This Week in Flags and File Sharing

Content copyright protection played big in the courts this week. The Supreme Court got a dose of file-sharing arguments, while the D.C. Circuit Court of Appeals received more briefs on the broadcast flag.

The flag briefs were sought by the Court two weeks ago to determine if the petitioners had a right to challenge the technology that ostensibly prevents mass distribution of digital TV content over the Internet. The petitioners--the Consumer Federation of America, Consumers Union, Electronic Frontier Foundation, Public Knowledge and several library associations--claim the FCC doesn't have the authority to impose the broadcast flag.

In their brief filed March 29, the petitioners argued they had legal standing to bring the lawsuit because several of their individual members would suffer material harm under the broadcast flag regime.

"The North Carolina State University Library... currently assists its faculty in making clips of broadcast television shows such as Univision's 'El Show De Christina' available for distance-learning students," the filing states. "Because the Internet is used to make the clips available, however, the flag will prevent this educationally beneficial activity."

That may or may not be the case, depending on whether Univision flags the program. The flag itself is merely a bitstream that can be inserted into over-the-air content at a creator's behest. Come July 1, all digital over-the-air TV receivers sold in the United States must be able to detect the flag and limit what content gets spit out to--either analog outputs or other flag-compliant devices.

(While the flag is intended to circumvent Internet distribution, the analog output provision represents a hole through which a reasonably tech-savvy individual could record HD content and convert it back to HD with little degradation.)

There has been little indication of exactly what content will and won't be flagged--i.e., some or all high-definition programming. However, TV Technology engineering consultants have noted that stations may not be keen on hiring someone to oversee an "on/off" switch on the flag bitstream. Consequently, it's conceivable that news programs will be flagged, which the petitioners cite as a big boot on the back of First Amendment discourse.

Even if only some news content were flagged, for example, Vanderbilt University would be looking at replacing equipment in the $100,000 recording facilities of its Television News Archive, according to the brief. The archive provides licensed news clips to more than 140 subscribers via the Internet.

"The flag would foreclose on this type of use for broadcast news programs," the filing stated.

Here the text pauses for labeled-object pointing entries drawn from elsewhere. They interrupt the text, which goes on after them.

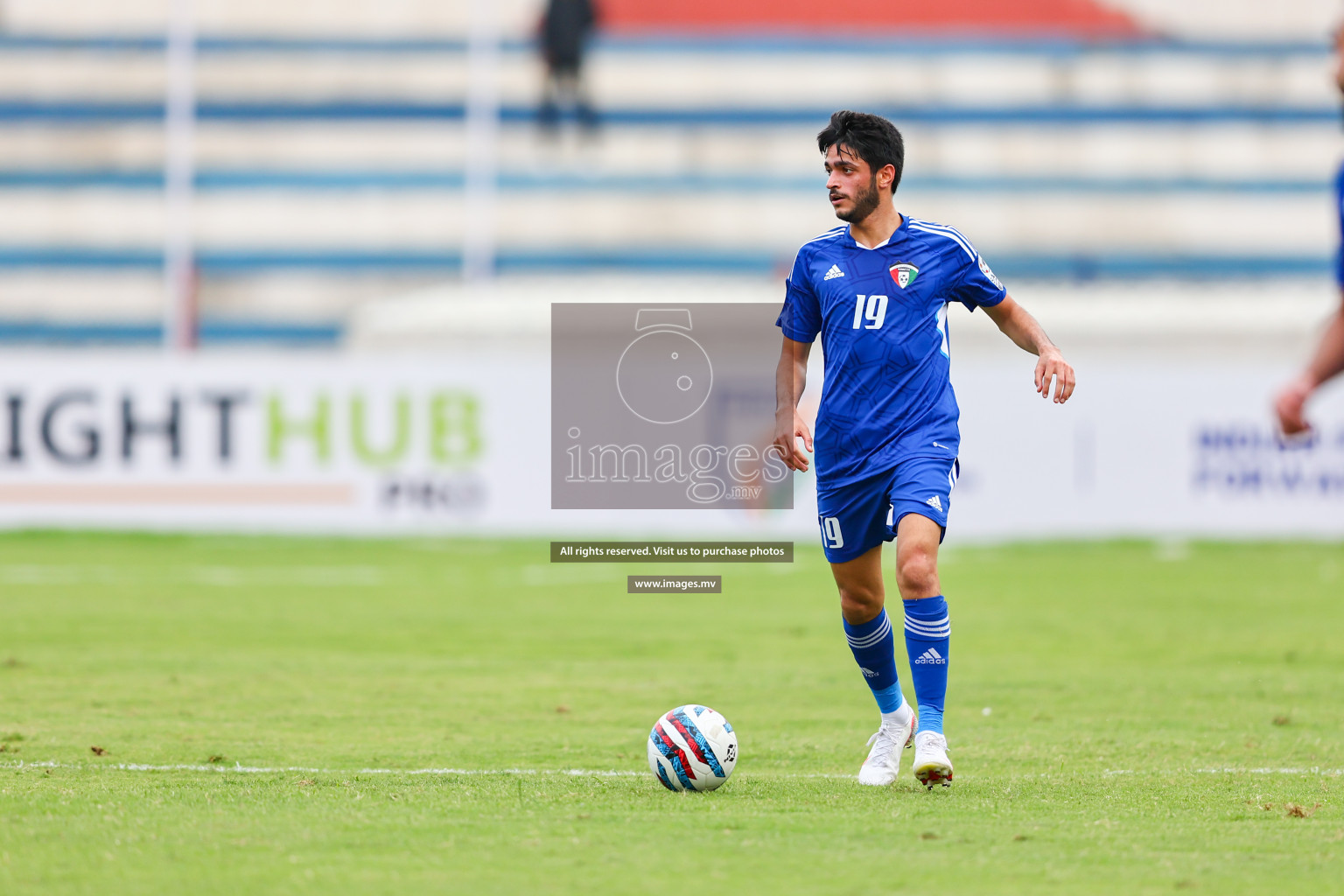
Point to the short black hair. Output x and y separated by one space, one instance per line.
870 137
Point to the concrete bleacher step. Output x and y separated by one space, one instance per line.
691 77
770 223
1228 150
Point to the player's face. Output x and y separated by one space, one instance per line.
1339 58
851 183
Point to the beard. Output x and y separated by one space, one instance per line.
863 203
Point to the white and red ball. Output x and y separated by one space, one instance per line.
692 748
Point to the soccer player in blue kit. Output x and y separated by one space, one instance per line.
1326 361
886 449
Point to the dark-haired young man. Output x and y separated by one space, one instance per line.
878 290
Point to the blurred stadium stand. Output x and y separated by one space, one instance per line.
1082 147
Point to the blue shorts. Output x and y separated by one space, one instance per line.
859 516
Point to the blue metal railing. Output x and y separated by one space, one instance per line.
80 112
308 180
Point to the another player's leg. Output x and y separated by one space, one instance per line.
869 632
928 634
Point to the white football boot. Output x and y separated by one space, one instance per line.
883 762
932 762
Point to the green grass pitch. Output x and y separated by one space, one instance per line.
1125 718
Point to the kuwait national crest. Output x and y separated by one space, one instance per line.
903 273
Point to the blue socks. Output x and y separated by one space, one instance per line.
875 650
928 633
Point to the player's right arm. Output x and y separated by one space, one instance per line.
1326 363
790 378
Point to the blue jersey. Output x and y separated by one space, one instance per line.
882 315
1339 207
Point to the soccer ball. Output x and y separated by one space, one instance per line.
692 748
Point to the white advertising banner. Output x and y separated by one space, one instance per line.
402 444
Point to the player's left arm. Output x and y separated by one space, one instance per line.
1022 328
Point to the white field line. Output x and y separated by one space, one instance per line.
571 773
266 770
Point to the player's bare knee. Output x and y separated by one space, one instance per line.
917 572
860 605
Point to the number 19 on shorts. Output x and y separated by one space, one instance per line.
831 532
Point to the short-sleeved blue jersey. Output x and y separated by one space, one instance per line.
882 315
1339 207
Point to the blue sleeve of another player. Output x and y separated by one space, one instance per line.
802 316
977 288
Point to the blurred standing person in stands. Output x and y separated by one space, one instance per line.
566 27
1326 360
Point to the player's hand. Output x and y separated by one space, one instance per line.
789 427
1051 366
1289 406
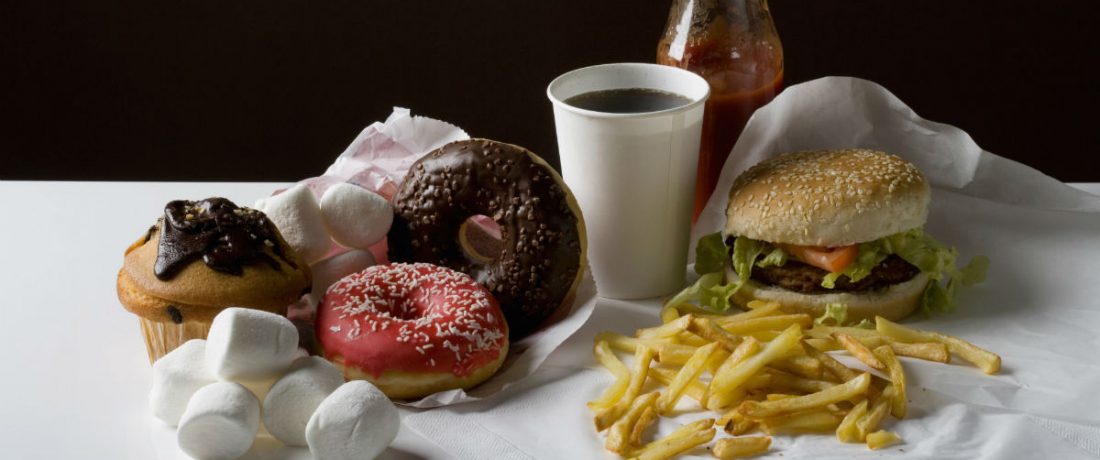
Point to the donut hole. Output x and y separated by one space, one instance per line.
480 238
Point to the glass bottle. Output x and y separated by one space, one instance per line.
735 46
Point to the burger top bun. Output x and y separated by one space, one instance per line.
827 198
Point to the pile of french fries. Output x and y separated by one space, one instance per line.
766 372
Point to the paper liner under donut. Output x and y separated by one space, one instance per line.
524 317
410 385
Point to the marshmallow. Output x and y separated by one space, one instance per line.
220 422
249 345
293 400
331 270
354 216
176 376
297 216
355 422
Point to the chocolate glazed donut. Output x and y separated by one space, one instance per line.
541 255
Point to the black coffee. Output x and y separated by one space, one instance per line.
628 100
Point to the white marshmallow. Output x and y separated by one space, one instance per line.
220 423
355 422
293 400
354 216
176 376
297 216
331 270
249 345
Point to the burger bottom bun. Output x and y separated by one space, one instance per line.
893 303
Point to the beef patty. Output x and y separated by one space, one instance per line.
805 278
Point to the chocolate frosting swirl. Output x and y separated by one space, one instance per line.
224 236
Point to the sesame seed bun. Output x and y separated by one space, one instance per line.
827 198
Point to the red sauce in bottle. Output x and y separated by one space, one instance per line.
741 58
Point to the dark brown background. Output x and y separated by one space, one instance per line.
273 90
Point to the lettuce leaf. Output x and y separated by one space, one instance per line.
746 251
935 260
714 287
711 254
710 293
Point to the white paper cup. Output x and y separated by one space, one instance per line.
633 174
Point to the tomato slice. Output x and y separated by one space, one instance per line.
827 259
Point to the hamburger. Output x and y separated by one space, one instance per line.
834 233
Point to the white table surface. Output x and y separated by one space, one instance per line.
75 371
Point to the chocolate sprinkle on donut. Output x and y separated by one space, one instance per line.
541 234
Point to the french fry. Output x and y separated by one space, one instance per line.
823 343
784 381
690 339
881 438
987 361
733 448
683 439
770 371
898 404
708 329
769 322
805 367
757 305
717 358
664 376
689 373
847 430
647 419
820 400
825 331
608 360
763 309
857 349
875 416
927 351
843 373
728 379
739 425
667 352
618 436
642 357
667 329
820 420
748 347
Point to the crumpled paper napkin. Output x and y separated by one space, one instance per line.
1038 308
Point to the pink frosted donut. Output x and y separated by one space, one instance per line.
413 329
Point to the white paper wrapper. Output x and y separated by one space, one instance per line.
377 160
1038 308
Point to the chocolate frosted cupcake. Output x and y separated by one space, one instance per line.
199 259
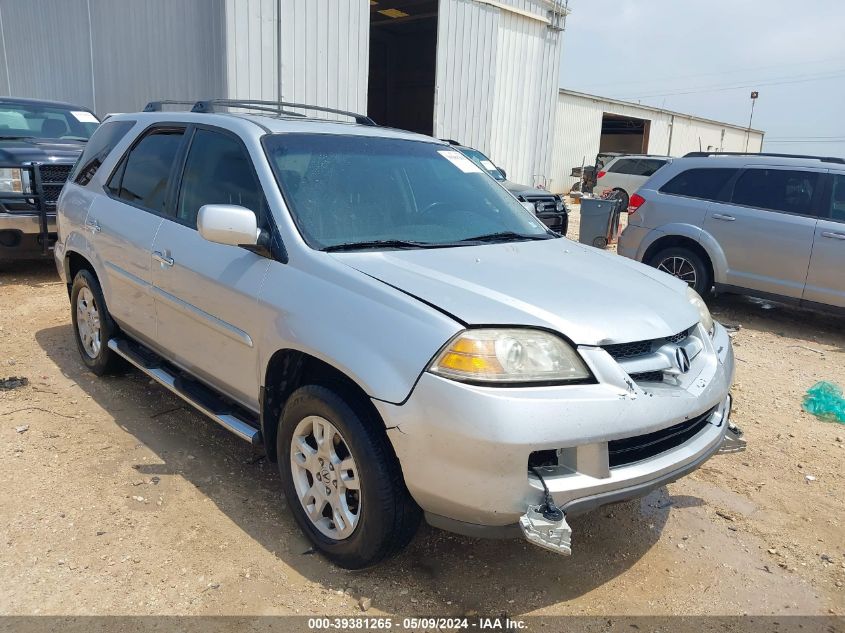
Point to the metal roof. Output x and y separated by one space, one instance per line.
631 104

Only one member among the petitioners could be driven out of business by the flag. Jack Kelliher, president of pcHDTV in Sandy, Utah, makes a $170 Linux-based HDTV card. Making it flag-compliant would boost the price to between $350 and $400, Kelliher said.

"Our targeted market would not respond well to a $350 card," he said.

Internet redistribution of digital content was also the subject of oral arguments Tuesday in the Supreme Court in MGM v. Grokster. The movie mogul plaintiffs in the case claim that the file-sharing geek defendants are liable for copyright infringement.

The Ninth Circuit Court of Appeals in San Francisco found otherwise two years ago in a ruling that essentially upheld the mother of all content decisions--the Betamax opinion (Sony v. Universal City Studios). In Betamax, the Supreme Court in 1984 found that selling copying equipment did not contribute to infringement. The ruling allowed VCRs into the market.

Jim Burger, an attorney with Dow Lohnes and Albertson in Washington, D.C. who attended Tuesday's presentation, said Justices Antonin Scalia, Anthony Kennedy and David Souter expressed substantial concern that a ruling against Grokster could stifle innovation--just as a ruling against Betamax could have done. Burger is counsel of record on an amicus brief filed on behalf of Intel, urging the court to uphold Betamax and have the petitioners file instead on the grounds of inducement. Under inducement, the petitioners would have to demonstrate that Grokster instructed users on how to download copyrighted material or otherwise encouraged them to do so. Napster, the predominant file-sharing network five years ago, was vulnerable to charges of inducement because it maintained centralized servers. Grokster does not.

At least one content guy is coming down in support of Grokster. HDNet founder and all-around entrepreneur Mark Cuban, who owns and/or co-owns a network, a couple of production companies, a movie library, a theater chain, a theatrical distribution business and a basketball team, is not afraid of file-sharing. In fact, he's financing the defense.

"If Grokster loses, technological innovation might not die, but it will have such a significant price tag associated with it, it will be the domain of the big corporations only," Cuban wrote in his blog. "It won't be a good day when high school entrepreneurs have to get a fairness opinion from a technology oriented law firm to confirm that big music or movie studios won't sue you because they can come up with an angle that makes a judge believe the technology might impact the music business."

The Supreme Court is expected to issue an opinion by June or July.